There is an emerging trend for the use of pen grades with heavier penetration grades such as 40/50 although Langat said pen grade 60/70 can also be ideal in tropical regions.
Although no figures were immediately available on the latest annual bitumen consumption in Kenya, it has been estimated that East Africa as a region consumed an average of 100,000tonnes annually by 2015.
Construction or expansion of key highways in Kenya is also expected to increase demand for bitumen according to Stanley Kamau, the director of the public private partnership (PPPs) at the National Treasury. The participation of development financial partners and the embracing of the PPP model in road sector development are critical in unlocking financing for the projects which in turn will boost the bitumen market growth.
He said the three-phase 485km Nairobi-Mombasa road is ready for procurement while the 184km Nairobi-Nakuru-Mau Summit road has been moved to procurement phase.

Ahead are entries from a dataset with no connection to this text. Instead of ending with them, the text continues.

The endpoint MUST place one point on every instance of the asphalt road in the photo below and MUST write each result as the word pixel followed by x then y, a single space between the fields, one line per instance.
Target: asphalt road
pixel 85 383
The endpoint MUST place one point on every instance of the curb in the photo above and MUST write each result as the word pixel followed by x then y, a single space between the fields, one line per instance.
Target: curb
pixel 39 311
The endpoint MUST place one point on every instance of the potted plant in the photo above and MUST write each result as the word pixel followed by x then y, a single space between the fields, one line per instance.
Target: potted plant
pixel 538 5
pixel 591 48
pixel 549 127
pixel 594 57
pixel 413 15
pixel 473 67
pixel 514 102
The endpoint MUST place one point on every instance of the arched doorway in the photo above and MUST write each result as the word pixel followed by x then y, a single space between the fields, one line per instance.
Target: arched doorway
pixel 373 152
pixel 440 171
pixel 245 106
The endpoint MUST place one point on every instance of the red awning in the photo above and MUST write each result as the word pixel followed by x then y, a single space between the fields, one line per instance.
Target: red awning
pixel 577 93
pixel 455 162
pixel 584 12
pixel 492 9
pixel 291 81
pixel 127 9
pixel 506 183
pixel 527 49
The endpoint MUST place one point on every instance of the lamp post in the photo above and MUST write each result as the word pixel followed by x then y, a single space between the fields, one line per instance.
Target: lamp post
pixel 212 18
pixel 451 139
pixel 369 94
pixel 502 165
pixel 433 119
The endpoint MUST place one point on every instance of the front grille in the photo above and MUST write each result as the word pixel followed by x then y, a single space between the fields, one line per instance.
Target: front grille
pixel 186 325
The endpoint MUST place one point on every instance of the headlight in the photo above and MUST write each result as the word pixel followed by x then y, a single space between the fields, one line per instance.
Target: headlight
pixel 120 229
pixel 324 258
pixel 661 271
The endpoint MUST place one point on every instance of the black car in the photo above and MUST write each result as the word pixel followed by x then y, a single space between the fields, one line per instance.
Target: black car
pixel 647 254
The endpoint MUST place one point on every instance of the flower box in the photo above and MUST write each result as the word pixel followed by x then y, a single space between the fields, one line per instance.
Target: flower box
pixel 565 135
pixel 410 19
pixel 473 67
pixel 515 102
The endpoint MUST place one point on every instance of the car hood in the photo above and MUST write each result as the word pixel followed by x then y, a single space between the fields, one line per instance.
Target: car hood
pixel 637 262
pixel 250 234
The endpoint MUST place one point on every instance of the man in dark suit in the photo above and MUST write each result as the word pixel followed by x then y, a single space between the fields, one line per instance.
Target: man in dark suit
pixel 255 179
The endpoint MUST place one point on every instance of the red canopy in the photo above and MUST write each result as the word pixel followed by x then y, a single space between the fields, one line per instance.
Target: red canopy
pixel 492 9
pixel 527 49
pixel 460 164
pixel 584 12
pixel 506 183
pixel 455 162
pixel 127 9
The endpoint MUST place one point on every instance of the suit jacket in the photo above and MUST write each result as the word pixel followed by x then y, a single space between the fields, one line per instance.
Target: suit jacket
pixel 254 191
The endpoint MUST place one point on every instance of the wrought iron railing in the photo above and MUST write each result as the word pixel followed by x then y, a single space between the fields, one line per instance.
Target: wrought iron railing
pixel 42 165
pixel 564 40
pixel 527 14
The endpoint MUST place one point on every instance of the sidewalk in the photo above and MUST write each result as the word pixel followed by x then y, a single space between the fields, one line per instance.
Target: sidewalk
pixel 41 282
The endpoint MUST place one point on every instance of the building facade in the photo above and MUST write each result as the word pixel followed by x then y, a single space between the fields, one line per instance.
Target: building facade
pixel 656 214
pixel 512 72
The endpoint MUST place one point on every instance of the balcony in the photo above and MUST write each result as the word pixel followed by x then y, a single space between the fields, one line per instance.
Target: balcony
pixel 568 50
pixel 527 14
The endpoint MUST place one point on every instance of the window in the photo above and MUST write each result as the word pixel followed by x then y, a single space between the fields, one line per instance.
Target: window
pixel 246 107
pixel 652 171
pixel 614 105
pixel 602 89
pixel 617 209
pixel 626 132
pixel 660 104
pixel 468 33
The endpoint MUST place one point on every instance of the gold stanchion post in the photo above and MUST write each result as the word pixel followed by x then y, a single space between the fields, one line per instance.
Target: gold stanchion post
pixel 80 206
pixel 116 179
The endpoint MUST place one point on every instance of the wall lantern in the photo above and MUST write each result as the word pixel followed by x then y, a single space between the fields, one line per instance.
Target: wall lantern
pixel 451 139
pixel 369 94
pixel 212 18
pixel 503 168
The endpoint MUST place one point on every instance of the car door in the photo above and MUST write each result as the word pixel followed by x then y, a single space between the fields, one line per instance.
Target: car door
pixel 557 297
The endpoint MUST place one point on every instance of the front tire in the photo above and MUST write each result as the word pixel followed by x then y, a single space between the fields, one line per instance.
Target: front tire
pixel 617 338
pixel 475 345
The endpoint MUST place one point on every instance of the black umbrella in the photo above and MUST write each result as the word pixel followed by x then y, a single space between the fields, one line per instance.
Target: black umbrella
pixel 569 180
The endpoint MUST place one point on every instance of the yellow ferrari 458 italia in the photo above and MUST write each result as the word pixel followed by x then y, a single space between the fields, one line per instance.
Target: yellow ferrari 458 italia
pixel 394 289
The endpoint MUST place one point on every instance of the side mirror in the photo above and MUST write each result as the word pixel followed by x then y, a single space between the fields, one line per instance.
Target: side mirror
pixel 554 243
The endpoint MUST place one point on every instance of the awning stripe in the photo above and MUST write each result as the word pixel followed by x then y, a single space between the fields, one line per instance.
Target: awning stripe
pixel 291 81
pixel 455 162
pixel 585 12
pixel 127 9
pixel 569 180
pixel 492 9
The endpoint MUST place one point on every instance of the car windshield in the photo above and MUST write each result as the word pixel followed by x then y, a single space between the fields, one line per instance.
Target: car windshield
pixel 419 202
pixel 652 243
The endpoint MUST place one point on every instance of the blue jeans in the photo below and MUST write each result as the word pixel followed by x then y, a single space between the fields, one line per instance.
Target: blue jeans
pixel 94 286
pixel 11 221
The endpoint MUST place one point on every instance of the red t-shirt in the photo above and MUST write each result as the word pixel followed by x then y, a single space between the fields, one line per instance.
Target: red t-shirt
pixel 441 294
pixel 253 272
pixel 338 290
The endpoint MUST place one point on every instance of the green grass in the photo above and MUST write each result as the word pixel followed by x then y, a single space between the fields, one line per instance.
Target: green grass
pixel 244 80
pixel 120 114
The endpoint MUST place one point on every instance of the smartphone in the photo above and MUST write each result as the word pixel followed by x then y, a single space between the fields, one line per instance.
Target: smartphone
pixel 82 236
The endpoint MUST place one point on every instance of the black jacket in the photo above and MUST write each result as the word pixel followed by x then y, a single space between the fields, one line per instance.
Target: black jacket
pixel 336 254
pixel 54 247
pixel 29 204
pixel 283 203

Both will be developed under a PPP.
Bitumen Exchange Director Natasha Johnson said PPP projects are catalysts for bitumen market growth but that the manufacturers and suppliers should partner with other road sector stakeholders in Africa.
“For the African bitumen industry to thrive it needs to develop better understanding of what drives inward road investment decisions,” she said.
“Forging new vertical relationships directly with the investor will allow them to make informed decisions on quality and security of the product and spur the industry forward,” said Johnson.
Johnson said the African bitumen industry can only develop if it taps into the development finance institutions which she said: “Significantly improve the bankability of road projects and increase flow of private funding into infrastructure.”
Kenya, just like the rest of East Africa, relies on countries such as Iran, India, Kuwait, Saudi Arabia and the United Arab Emirates for satisfy local demand for bitumen.
With the closure of East Africa’s only and largest refinery, Kenya Petroleum Refineries, Kenya will continue to rely on bitumen imports to meet demand.
Additional demand for bitumen is expected from the ongoing rehabilitation of a number of airports.
However, there are challenges to growth of the bitumen market in Kenya, such as the unregulated nature of the industry.
Participants at the Congress in Nairobi asked the East African governments to ensure taxes are not prohibitive because high taxation increases the price of bitumen and could distort the cost of bitumen and road projects.
Kenya’s investment opportunities in the bitumen industry include bitu-containers, leasing and hiring of bitumen processing and discharge equipment, supply of emulsion products which are environmentally tolerable and also the establishment of bonded storage reserves especially at the port of Mombasa.